Media Perspective: Open staff's ears to the best informative podcasts around

As you wander the veal-fattening pens of your newly open-plan agency, you've probably noticed that many of your staff are hunched at their desks with headphones strapped tightly to their ears.

You tell yourself they're all diligently working through the audio book of Trout On Positioning, or listening to their computer reading out contact reports, but we all know that's not true. They're listening to Nu Rave.

So my mission today is to suggest some advertising/media-related podcasts you can bring to their attention instead: headphone material which will educate and inform. You'll find all these by searching in iTunes.

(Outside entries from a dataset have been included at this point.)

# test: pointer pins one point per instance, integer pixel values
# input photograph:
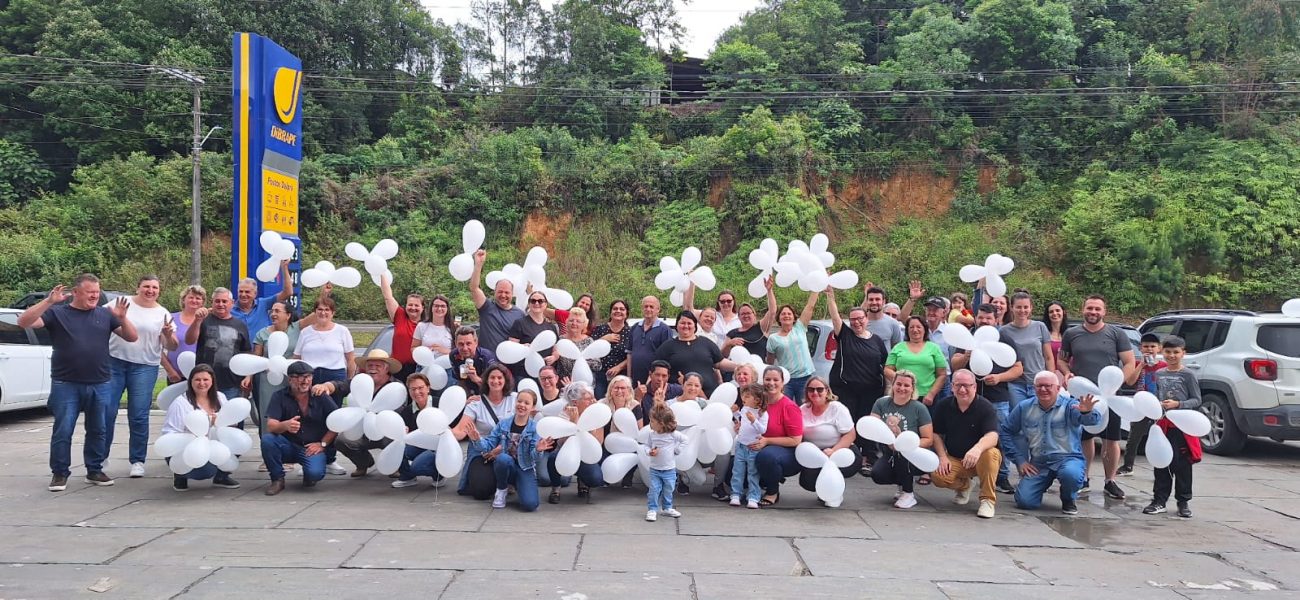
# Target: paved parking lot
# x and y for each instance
(346, 538)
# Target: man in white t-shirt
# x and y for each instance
(134, 369)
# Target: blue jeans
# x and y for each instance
(794, 388)
(1069, 472)
(663, 482)
(775, 462)
(525, 482)
(137, 381)
(745, 473)
(277, 450)
(419, 461)
(66, 401)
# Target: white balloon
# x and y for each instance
(1148, 404)
(568, 459)
(1160, 453)
(922, 459)
(809, 456)
(830, 485)
(1191, 422)
(908, 440)
(449, 459)
(616, 466)
(875, 430)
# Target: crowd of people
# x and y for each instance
(1015, 422)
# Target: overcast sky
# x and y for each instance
(705, 20)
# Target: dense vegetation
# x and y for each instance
(1145, 150)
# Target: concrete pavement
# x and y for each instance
(346, 538)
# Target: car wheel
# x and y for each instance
(1225, 438)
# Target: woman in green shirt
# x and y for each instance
(922, 357)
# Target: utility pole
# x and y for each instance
(196, 179)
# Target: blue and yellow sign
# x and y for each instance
(268, 153)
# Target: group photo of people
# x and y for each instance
(1008, 434)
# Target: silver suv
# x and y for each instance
(1248, 366)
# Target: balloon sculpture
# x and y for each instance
(462, 266)
(433, 433)
(514, 352)
(276, 365)
(185, 361)
(984, 347)
(679, 275)
(992, 270)
(376, 260)
(830, 482)
(586, 448)
(324, 273)
(277, 250)
(206, 442)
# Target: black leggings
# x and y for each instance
(893, 469)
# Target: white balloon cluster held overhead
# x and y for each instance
(584, 447)
(679, 275)
(274, 362)
(908, 443)
(376, 260)
(983, 344)
(804, 264)
(992, 270)
(533, 273)
(185, 362)
(433, 433)
(278, 250)
(1143, 404)
(373, 414)
(462, 265)
(204, 442)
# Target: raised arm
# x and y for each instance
(475, 278)
(390, 303)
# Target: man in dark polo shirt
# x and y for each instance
(297, 431)
(78, 370)
(966, 443)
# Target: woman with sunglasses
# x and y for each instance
(828, 425)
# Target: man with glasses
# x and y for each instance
(297, 430)
(1043, 437)
(966, 443)
(858, 372)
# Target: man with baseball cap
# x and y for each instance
(297, 431)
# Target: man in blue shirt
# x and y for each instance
(1044, 438)
(255, 312)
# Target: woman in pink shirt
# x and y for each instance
(775, 448)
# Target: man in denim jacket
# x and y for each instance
(1043, 438)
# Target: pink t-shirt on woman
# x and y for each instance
(784, 420)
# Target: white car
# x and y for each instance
(24, 364)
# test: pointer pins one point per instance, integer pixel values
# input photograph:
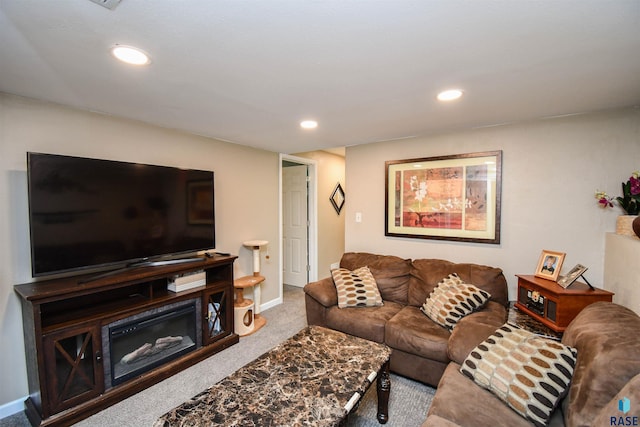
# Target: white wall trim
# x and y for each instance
(12, 408)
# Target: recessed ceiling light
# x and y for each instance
(130, 55)
(449, 95)
(308, 124)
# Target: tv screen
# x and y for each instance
(89, 213)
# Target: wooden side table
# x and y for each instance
(553, 305)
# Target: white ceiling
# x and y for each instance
(247, 71)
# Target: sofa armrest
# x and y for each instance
(318, 298)
(471, 330)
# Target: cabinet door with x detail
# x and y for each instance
(73, 366)
(218, 314)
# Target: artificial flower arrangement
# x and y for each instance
(630, 199)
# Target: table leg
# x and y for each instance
(383, 388)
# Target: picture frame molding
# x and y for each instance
(573, 275)
(542, 261)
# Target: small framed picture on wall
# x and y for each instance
(549, 265)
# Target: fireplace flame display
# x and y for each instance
(148, 349)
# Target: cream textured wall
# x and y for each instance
(331, 170)
(551, 169)
(246, 187)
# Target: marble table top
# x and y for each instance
(306, 380)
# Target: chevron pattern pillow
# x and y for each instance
(452, 299)
(356, 288)
(528, 372)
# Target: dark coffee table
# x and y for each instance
(314, 378)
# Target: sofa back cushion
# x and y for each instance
(391, 273)
(606, 337)
(427, 273)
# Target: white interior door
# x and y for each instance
(295, 217)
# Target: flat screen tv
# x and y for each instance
(89, 213)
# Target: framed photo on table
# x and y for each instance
(453, 197)
(549, 265)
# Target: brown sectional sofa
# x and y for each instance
(605, 335)
(420, 346)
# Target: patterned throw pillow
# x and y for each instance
(529, 373)
(356, 288)
(452, 299)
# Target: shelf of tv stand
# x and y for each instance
(59, 308)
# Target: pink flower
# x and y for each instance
(605, 202)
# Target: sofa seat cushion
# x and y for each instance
(606, 336)
(364, 322)
(460, 401)
(475, 328)
(413, 332)
(391, 273)
(426, 273)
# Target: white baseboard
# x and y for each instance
(272, 303)
(11, 408)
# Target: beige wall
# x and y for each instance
(246, 183)
(331, 170)
(551, 169)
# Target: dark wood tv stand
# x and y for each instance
(66, 386)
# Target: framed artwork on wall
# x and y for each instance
(337, 198)
(549, 265)
(453, 197)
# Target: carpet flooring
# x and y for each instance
(408, 403)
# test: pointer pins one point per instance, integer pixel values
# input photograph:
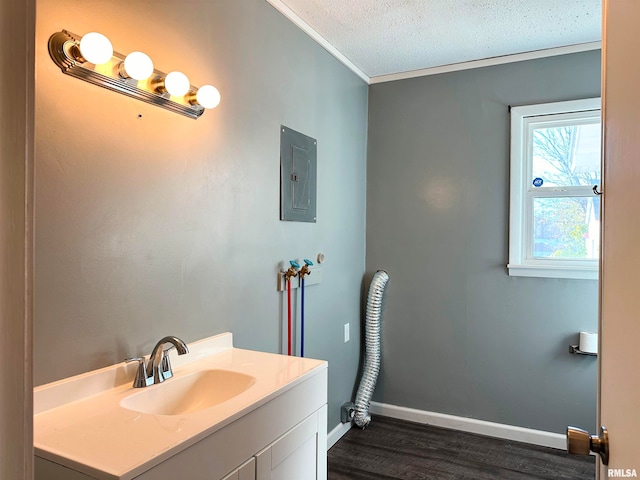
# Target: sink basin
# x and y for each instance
(190, 393)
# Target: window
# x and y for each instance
(554, 221)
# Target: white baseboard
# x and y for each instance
(490, 429)
(337, 433)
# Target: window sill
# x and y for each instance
(575, 272)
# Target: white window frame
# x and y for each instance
(521, 262)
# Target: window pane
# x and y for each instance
(566, 155)
(566, 227)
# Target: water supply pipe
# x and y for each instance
(304, 271)
(291, 272)
(373, 324)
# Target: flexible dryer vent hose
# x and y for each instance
(373, 324)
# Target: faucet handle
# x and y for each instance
(165, 368)
(140, 379)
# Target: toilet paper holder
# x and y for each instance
(575, 349)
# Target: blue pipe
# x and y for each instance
(302, 319)
(308, 263)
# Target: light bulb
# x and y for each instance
(208, 96)
(96, 48)
(138, 66)
(177, 84)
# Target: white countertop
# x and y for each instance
(79, 422)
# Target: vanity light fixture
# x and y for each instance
(91, 58)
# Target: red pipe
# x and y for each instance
(289, 316)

If I had to pick only one, it would be "American Copywriter": the granddaddy of advertising podcasts, produced by two seasoned and hilarious creative directors in Kansas City (which as we all know is not in Kansas but Missouri). At irregular intervals, they'll get together over a beer and chew the fat on the advertising issues of the day. They offer advice for junior creatives, critiques of ads, philosophical musings about the nature of the business, stupid jokes and full-blooded swearing.

It's an essential listen, which is made more listenable because it's not full of the tedious advertising gossip from New York or Chicago. Why isn't anyone in the UK doing this? Or have I just missed it?

My second choice is a bit of a cheat, since it's really a radio programme, but I bet none of your employees listen to Radio 4, so get their listening gear wrapped around the excellent In Business.

The BBC is famously terrible at business coverage, but this is the honourable exception. Peter Day makes the arcane and unwieldy aspects of business clear and compelling and he has a good instinct for what's coming next. Listening to In Business would give your people a broader education about the world their clients are living in.

For a look at the UK media scene, it's also worth checking out The Guardian's "Media Talk" podcast. All the week's media news discussed and debated, with a little hint of the insidery gossip that makes you feel like you might know something slightly secret. ("Media" here means what people out in the real world call "media" and not The Huge Global Business Formerly Known As The Media Department.)

And while we're on a media tip, I should also point you at On The Media, made by WNYC in New York. It's a weekly hour of news and analysis of media stuff. There's a bias towards US material, but one of the presenters is Bob Garfield of Advertising Age, so when they cover advertising and marketing, they tend to do it well.

And that's it. Enjoy. Let me know if there's anything else we should all be listening to.